Dans l'émotion des innombrables souvenirs, nous retenons de toi cette exigence dans la construction et dans l'expression de nos combats. Pas de place aux jugements infondés ou aux préjugés stériles. Tu nous poussais par ta vigilance et ta bienveillance à toujours étoffer nos arguments, à comprendre et mettre en doute les évidences. Cette rigueur et cette énergie nous ont à tous permis d'être lucides et efficaces.
Avec ton expérience, sans cesser d'objectiver ni de trouver de nouveaux angles d'attaques, tu avais le don de nous remobiliser, même sur les thématiques les plus éculées.
Nous retenons aussi ta liberté.
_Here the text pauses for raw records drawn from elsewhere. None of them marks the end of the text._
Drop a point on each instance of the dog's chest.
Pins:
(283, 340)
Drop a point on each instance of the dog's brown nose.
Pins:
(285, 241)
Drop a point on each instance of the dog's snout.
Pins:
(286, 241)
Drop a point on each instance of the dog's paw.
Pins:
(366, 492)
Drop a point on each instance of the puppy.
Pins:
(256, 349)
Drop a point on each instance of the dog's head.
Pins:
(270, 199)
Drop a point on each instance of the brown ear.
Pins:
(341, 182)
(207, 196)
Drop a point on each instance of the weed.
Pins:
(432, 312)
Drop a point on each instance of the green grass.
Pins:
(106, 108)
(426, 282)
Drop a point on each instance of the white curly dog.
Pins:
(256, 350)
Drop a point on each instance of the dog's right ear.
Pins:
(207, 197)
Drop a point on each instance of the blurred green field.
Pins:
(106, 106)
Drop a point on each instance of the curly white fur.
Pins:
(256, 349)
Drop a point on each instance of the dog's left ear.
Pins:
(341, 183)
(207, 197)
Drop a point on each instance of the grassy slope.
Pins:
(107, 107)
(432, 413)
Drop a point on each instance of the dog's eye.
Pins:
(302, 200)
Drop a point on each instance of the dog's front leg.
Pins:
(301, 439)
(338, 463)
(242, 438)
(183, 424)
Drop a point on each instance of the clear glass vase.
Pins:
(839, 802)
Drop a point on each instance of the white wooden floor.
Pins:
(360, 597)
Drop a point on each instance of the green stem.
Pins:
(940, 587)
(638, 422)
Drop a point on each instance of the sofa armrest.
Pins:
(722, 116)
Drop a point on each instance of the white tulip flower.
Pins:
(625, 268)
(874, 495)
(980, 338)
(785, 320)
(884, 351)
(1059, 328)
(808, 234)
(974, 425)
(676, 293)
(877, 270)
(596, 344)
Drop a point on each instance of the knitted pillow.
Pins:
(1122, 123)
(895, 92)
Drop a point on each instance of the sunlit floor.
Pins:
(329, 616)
Conscient mais critique, sensible et rieur, raisonné mais indompté, tu pouvais faire penser à cette parole de Renaud : "L'vieil anar, y s'gène pas".
Cette insoumission qui surgissait de toi sans forcément prévenir est à notre sens un des plus beau témoignage de la spontanéité et de la sincérité qu'un être humain est à même de conserver tout au long de sa vie. Un trésor brut difficile à préserver dans nos vies dé-matérialisées et si démocratiquement malmenées ...
Pour tout ça, pour toutes ces luttes menées, pour tout ce qu'elles nous ont appris, pour tout ce que tu as apporté au syndicat et à nous tes compagnons de lutte, nous te disons un grand MERCI
Merci à toi qui a mis tant d'énergie à rendre meilleur ce monde un peu trop sombre. Et même si tu laisses un grand vide, nous continuerons de prendre soin des graines de résistances que tu as inlassablement semées.